The EUR/USD daily chart is interesting to analyze in order to place the price action of the pair into a longer-term point of view.

First of all, the EUR/USD has made respective lower highs after two key political events: a. the Brexit vote and b. the US elections. As seen today May 17 2017, the pair touched the line formed using those two previous highs, but as of yet we do not know if the pair is going to break any higher without any sort of correction.

There are two scenarios supported by technical analysis. The first scenario assumes the EUR/USD is not going to close higher than 1.1123 and will remain below that level until it either breaks above the line or below current support at the 50% Fibonacci level at 1.0884.

  • Support at 50% Fibonacci level at 1.0884
  • Resistance at the current high of 1.1123, close, below or slightly above the formed line
Hint to keep in mind: A fake move above the line is also possible before the pair moves downward.

The second scenario is a clean break above the line and an upward move toward the first high at 1.1428 after the pair assumed a downward course toward the 1.0340 low.


Things to keep in mind:

1. There’s a gap just below the support level, which was formed after the French-elections and which hasn’t been filled. This means that based on past price action regarding gaps there’s a good chance the pair will try to fill it at some point. This in turn means that a move below the support level of 1.0884 may be purely for that purpose and not an indication that the pair has turned bearish.

2. The observed political-events-fueled pattern in the daily chart is already altered since the third high was not formed by any such event.

3. Although the euro never reached parity with the dollar as a lot of market participants had been anticipating for years, the 1.0340 level is as good as parity based on historical price levels.

4. If we consider macroeconomic news, namely the US economy and the FED steadily increasing rates, with a reverse-lag effect in FX price action then technically the EUR/USD could easily have finished with its long-term fall and slowly starting a difficult climb.

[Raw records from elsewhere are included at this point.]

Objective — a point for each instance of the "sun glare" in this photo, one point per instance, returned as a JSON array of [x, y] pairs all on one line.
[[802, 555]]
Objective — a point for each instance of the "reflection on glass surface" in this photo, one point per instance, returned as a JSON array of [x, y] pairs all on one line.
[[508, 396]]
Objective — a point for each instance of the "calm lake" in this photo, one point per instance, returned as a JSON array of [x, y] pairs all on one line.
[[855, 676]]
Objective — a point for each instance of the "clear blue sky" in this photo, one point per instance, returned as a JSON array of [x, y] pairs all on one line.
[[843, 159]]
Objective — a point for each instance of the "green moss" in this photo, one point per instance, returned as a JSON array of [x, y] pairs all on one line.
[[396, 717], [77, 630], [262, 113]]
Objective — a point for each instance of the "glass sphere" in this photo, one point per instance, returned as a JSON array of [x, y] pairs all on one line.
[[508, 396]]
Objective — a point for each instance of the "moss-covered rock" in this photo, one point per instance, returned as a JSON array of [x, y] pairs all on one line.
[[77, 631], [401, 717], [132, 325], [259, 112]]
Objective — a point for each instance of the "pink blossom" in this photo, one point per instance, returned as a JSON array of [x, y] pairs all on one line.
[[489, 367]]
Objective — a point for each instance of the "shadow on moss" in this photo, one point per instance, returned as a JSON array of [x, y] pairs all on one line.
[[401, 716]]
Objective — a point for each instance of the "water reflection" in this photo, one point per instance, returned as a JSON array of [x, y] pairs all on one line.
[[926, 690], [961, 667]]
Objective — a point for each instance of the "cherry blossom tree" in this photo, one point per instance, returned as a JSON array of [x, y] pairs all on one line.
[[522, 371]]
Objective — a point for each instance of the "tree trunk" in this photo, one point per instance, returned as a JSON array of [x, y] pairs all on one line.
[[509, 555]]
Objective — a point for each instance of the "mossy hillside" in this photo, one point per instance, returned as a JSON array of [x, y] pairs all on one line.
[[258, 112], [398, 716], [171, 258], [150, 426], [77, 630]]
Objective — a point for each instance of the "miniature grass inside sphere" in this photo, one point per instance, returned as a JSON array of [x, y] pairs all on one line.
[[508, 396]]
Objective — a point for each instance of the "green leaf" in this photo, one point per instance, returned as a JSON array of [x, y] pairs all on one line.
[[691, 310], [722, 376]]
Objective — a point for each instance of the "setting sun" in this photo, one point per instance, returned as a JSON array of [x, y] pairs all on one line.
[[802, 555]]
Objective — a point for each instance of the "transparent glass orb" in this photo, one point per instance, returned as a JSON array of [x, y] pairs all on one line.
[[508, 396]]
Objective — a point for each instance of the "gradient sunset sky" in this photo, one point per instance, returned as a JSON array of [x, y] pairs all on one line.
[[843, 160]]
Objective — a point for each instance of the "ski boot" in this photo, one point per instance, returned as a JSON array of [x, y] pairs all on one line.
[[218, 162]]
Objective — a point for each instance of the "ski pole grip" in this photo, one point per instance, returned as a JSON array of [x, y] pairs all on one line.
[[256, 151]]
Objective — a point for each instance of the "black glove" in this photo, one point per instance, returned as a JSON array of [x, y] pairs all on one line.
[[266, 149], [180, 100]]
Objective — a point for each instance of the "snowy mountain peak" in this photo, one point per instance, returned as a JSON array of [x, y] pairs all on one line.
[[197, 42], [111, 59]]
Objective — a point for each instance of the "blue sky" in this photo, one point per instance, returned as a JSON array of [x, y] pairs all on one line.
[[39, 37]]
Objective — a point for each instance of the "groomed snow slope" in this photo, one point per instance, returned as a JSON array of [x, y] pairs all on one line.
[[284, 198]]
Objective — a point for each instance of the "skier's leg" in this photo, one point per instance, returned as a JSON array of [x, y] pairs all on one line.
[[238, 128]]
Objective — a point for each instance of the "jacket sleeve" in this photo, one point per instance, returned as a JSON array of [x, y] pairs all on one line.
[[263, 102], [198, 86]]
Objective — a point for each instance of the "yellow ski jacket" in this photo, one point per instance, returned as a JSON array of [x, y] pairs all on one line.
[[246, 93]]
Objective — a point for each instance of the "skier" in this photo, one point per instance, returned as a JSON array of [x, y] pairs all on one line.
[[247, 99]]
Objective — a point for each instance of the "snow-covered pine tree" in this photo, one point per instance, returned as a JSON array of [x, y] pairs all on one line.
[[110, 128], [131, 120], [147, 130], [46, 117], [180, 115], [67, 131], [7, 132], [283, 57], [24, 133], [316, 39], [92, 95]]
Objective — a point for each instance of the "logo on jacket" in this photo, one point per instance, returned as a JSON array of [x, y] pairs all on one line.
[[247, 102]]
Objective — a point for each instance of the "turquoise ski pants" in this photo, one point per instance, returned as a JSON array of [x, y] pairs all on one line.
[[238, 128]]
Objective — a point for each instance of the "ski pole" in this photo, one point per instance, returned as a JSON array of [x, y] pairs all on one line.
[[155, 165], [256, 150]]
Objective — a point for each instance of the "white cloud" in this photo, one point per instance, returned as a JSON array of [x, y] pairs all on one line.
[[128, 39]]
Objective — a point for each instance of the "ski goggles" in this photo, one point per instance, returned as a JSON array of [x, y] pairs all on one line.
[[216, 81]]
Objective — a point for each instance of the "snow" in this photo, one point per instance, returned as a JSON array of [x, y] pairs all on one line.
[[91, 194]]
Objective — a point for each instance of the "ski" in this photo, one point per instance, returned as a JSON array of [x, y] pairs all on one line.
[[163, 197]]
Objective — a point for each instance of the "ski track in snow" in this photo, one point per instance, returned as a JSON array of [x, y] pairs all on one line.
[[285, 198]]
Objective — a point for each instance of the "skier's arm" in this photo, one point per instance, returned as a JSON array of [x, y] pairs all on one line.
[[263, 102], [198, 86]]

5. The Trump presidency is one of the big unknowns in the EUR/USD price action. Certainly, any major news would impact the pair, but for a longer-trend to be altered because of such a news-worthy event might be a lot more difficult. If we also skewer any such news to be on the negative side for the dollar then the longer-term upward trend view for the EUR/USD is only supported further. Political developments in the EU of course could skew any trend in the EUR/USD in a major way. For now, it seems the storm has been averted.